Fotografi a Venezia
Sono passato da Venezia. L’ho girata a piedi per due ore. Non ho saputo resistere. Ero a Mestre per lavoro, il treno di ritorno l’ho perso volentieri! In sei chilometri di passeggiata ho visto persone, studenti, turisti, gondolieri. E fotografi. Tanti fotografi. Troppi fotografi. Gente che fotografa altri fotografi. Incroci di click e orge di click. E allora sul treno di ritorno mi sono interrogato: scattare fotografie è divertente, potrebbe giustificarsi da se!? E cosa rimane di diverso a me che cerco di fare fotografia dal turista frettoloso che ottiene il suo scatto bello? Ho pensato che forse qualcosa resta.
Osservare un luogo, leggere e commentare la sua storia comincia a diventare privilegio di pochi. I più fotografano e basta. Si sta in un luogo, si va in giro, si fa qualcosa. Si fotografa. Si coglie qualcosa di carino e lo si fa proprio. Forse fotografare è proprio questo, appropriarsi di un momento, della superficie riflettente di un oggetto, di una persona, di un luogo fisico. Quel pezzo di San Marco diventa anche mio. E condividendolo con gli altri è ancora più mio!
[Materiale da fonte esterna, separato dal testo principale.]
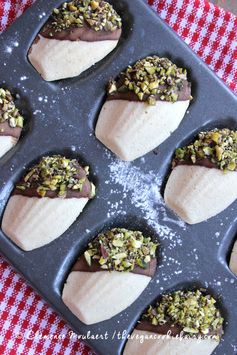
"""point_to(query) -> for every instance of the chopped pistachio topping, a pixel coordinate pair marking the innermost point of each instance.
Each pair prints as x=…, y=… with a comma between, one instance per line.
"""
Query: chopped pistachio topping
x=8, y=110
x=218, y=146
x=194, y=311
x=99, y=15
x=151, y=78
x=121, y=249
x=55, y=173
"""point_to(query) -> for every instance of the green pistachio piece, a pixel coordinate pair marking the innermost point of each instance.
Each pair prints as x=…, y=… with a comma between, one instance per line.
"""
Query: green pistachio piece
x=57, y=173
x=194, y=311
x=100, y=15
x=8, y=110
x=121, y=249
x=218, y=145
x=156, y=77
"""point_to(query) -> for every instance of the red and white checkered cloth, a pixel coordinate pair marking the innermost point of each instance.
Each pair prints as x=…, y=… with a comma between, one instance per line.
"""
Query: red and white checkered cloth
x=212, y=33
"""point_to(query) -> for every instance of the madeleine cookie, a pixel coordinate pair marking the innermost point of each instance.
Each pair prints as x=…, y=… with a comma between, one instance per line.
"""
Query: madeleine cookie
x=113, y=272
x=203, y=181
x=11, y=122
x=182, y=322
x=233, y=259
x=46, y=202
x=144, y=106
x=77, y=35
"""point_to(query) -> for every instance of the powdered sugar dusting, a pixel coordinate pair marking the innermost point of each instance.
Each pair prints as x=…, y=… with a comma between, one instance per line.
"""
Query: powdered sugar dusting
x=144, y=189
Del Ponte dei Sospiri ricordo vagamente la storia, ma adesso ce l’ho sul cellulare e lo posso raccontare! E magari ho una collezione di foto in luoghi pazzeschi, senza conoscerne minimamente la storia e l’anima.
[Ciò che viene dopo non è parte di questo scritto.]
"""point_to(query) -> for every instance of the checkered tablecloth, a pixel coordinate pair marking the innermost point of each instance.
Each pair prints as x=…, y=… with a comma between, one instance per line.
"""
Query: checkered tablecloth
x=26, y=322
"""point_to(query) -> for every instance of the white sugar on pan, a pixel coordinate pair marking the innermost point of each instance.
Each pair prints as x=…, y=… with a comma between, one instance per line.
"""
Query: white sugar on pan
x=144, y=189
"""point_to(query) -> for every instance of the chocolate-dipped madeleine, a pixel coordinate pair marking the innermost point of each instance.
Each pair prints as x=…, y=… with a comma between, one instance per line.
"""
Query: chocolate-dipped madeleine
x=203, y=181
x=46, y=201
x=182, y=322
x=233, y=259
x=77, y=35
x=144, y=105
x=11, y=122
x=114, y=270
A molti questo basta. E’ un bisogno legittimo, semplice. Magari non molto profondo, ma limpido, onesto.
Andare oltre è un’altra storia, roba da fotografi veri, appassionati di un mestiere ormai morto, chi vuole documentare una realtà urbana, un contesto sociale, deve fare una serie di passaggi ulteriori e non sperare di ottenere nulla in cambio, se non la convinzione condivisa che “fotografi fotografi” non ci si improvvisa, semmai si diventa, a poco a poco, raccontando storie vere coi propri scatti. Storie di altri, non certo storie di se.